Under the Magdalena Option, in order to acquire a 100% interest in the project, the Company shall:
Pay to Minera Zalamera USD $5,000 (within 15 days following the execution of the option agreement but subject to Exchange approval);
Issue to Minera Zalamera a total of 1,550,000 Common Shares (200,000 within 15 days following the execution of the option agreement but subject to Exchange approval, 450,000 on the 1st anniversary, and 900,000 on the second anniversary); and
Incur work expenditures totalling USD $230,000 (USD $40,000 after Year 1, another USD $ 70,000 by Year 2 and USD $120,000 by Year 3 of the signing of the option agreement).
The Magdalena Project comprises a single 480-hectare property centered on highly altered volcanic rocks approximately 20 kilometers ENE of Gold Resource Corporation’s (GRC) producing Au-Ag-base metal deposits.
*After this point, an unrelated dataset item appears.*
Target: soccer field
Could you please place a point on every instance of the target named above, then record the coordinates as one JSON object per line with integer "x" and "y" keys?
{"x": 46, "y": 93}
Extensive felsic tuffs mapped by SGM are interpreted by Mr. David Jones, President of Paradex and Minera Zalamera, as a caldera setting, similar to that of the GRC mine area and Megastar’s recently acquired Rama de Oro Project. Historical sampling of strongly clay- and silica-altered rocks at Magdalena reported values up to 0.705 g/t Au, 15.2 g/t Ag, 2700 ppm As, 53 ppm Bi, 357 ppm Cu, 12,780 ppm Hg, 38 ppm Mo, 2730 ppm Pb, and 147 ppm Zn.
The area of coincident metals anomalies, clay and silica alteration, sulfate (gypsum) deposition, and minor rhyolite diking, lies along a prominent NW-SE structural trend (SGM mapping) adjacent to an inferred caldera margin. The presence of various types of chalcedonic and vuggy silica, elevated pathfinder metals (Hg, As), and extensive sulfate deposition (gypsum) indicates exposures at the highest levels of an anomalous Au-Ag- base metal system of excellent exploration potential.
Upon the successful completion of the Yautepec Option or the Magdalena Option by Megastar, as applicable, Minera Zalamera shall retain a royalty equal to 2% NSR on the project subject to the option. Megastar shall have the right to purchase 1% of the NSR, at any time and at its sole discretion, for a purchase price of USD $1,650,000.
All securities to be issued in connection with the transactions will be subject to a hold period of 4 months and one day from their date of issuance. Furthermore, the Transaction remains subject to regulatory approval.
Stephen R. Maynard, M.S., C.P.G. Consulting Geologist, a qualified person in accordance with NI 43-101, has reviewed and accepted the technical information in this news release.
An emerging resource company engaged in the acquisition, exploration and development of mineral properties. Megastar owns gold and base metal properties in Mexico and Quebec.